Lathe.preprocessModule

|====== Lathe.preprocess =====

|____________/ Generalized Processing ___________

|_____preprocess.TrainTestSplit

|_____preprocess.SortSplit

|_____preprocess.UniformSplit

|____________/ Feature Scaling ___________

|_____preprocess.Rescalar

|_____preprocess.ArbitraryRescale

|_____preprocess.MeanNormalization

|_____preprocess.StandardScalar

|____________/ Categorical Encoding ___________

|_____preprocess.OneHotEncoder

|_____preprocess.OrdinalEncoder

|_____preprocess.FloatEncoder

Lathe.preprocess.ArbitraryRescalerType

Arbitrary Rescaler

Description

Arbitrarily rescales an array.


Input

ArbitraryRescaler(x)


Positional Arguments

Array{Any} - x:: Array for which the original scaler should be based off of.


Output

scalar :: A Lathe Preprocesser object.

Functions

Preprocesser.predict(xt) :: Applies the scaler to xt.


Data

a :: The minimum value in the array.

b :: The maximum value in the array.

Lathe.preprocess.FloatEncoderType

Float Encoder

Description

Float/Label Encodes an array.


Input

OneHotEncoder()


Output

encoder :: A Lathe Preprocesser object.

Functions

Preprocesser.predict(xt) :: Returns an ordinally encoded xt.
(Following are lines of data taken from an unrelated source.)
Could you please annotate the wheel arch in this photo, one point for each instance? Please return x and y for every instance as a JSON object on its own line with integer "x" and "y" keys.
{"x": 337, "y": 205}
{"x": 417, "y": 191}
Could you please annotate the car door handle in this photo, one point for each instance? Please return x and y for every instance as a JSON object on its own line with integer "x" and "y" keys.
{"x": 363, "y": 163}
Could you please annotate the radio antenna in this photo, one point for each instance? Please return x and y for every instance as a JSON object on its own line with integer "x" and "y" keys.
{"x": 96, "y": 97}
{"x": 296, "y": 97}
Lathe.preprocess.MeanScalerType

Mean Normalizer

Description

Normalizes an array using the mean of the data.


Input

ArbitraryRescaler(x)


Positional Arguments

Array{Any} - x:: Array for which the original scaler should be based off of.


Output

scalar :: A Lathe Preprocesser object.

Functions

Preprocesser.predict(xt) :: Applies the scaler to xt.


Data

a :: The minimum value in the array.

b :: The maximum value in the array.

avg :: The mean of the array.

Lathe.preprocess.OneHotEncoderType

OneHotEncoder

Description

One Hot Encodes a dataframe column into a dataframe.


Input

OneHotEncoder()


Output

encoder :: A Lathe Preprocesser object.

Functions

Preprocesser.predict(df, symb) :: Applies the encoder to the dataframe key corresponding with symb on DF, then returns a dataframe with encoded results.

Lathe.preprocess.OrdinalEncoderType

Ordinal Encoder

Description

Ordinally Encodes an array.


Input

OrdinalEncoder(x)


Positional Arguments

Array{Any} - x:: Array for which the original scaler should be based off of.


Output

encoder :: A Lathe Preprocesser object.

Functions

Preprocesser.predict(xt) :: Returns an ordinally encoded xt.
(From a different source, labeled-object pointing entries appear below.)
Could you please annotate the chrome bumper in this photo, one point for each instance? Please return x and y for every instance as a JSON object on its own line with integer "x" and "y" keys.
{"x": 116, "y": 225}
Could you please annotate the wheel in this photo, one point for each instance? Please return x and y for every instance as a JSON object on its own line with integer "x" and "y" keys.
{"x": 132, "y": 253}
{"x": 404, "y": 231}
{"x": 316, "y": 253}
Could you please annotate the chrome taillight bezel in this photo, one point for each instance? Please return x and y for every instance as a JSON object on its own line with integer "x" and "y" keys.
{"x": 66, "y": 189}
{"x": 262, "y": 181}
Lathe.preprocess.RescalerType

Rescalar

Description

Rescales an array.


Input

Rescaler(x)


Positional Arguments

Array{Any} - x:: Array for which the original scaler should be based off of.


Output

scalar :: A Lathe Preprocesser object.

Functions

Preprocesser.predict(xt) :: Applies the scaler to xt.


Data

min :: The minimum value in the array.

max :: The maximum value in the array.

Lathe.preprocess.StandardScalerType

Standard Scaler

Description

Normalizes an array using the z (Normal) distribution.


Input

StandardScaler(x)


Positional Arguments

Array{Any} - x:: Array for which the original scaler should be based off of.


Output

scalar :: A Lathe Preprocesser object.

Functions

Preprocesser.predict(xt) :: Applies the scaler to xt.


Data

dist :: Returns the normal distribution object for which this scaler uses.
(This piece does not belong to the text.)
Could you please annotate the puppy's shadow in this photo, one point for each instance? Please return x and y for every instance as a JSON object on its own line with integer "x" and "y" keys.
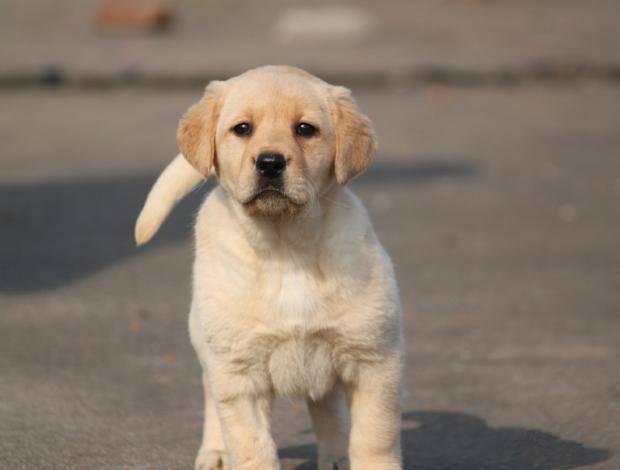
{"x": 459, "y": 441}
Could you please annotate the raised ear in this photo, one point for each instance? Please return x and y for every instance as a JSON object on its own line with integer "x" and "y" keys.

Lathe.preprocess.SortSplitFunction

Sort Split

Description

Sorts an array, and then splits said array.


Input

SortSplit(x, .75, false)


Positional Arguments

Array{Any} - data:: The data to split.

Float64 - at:: A percentage that determines where the data is split.

Bool - rev:: Determines whether the order of the sort should be reversed.


Output

train:: The larger half of the split set.

test:: The smaller half of the split set.

Lathe.preprocess.TrainTestSplitFunction

TrainTestSplit

Description

Splits an array or dataframe into two smaller groups based on the percentage provided in the at parameter.


Input

TrainTestSplit(x, .75)


Positional Arguments

Array{Any}, DataFrame - data:: The data to split.

Float64 - at:: A percentage that determines where the data is split.

Output

train:: The larger half of the split set.

test:: The smaller half of the split set.

Lathe.preprocess.UniformSplitFunction

Uniform Split

Description

Uniform Split will split an array without shuffling the data first.


Input

UniformSplit(x, .75)


Positional Arguments

Array{Any} - data:: The data to split.

Float64 - at:: A percentage that determines where the data is split.


Output

train:: The larger half of the split set.

test:: The smaller half of the split set.

Lathe.preprocess.@onehotMacro

OneHotEncodes a dataframe

Takes a symbol representing the column to one hot encode from and a DF.


df = (:A => ["hello","world"], :B => ["Foo", "Bar"])

encoded = @onehot df, :A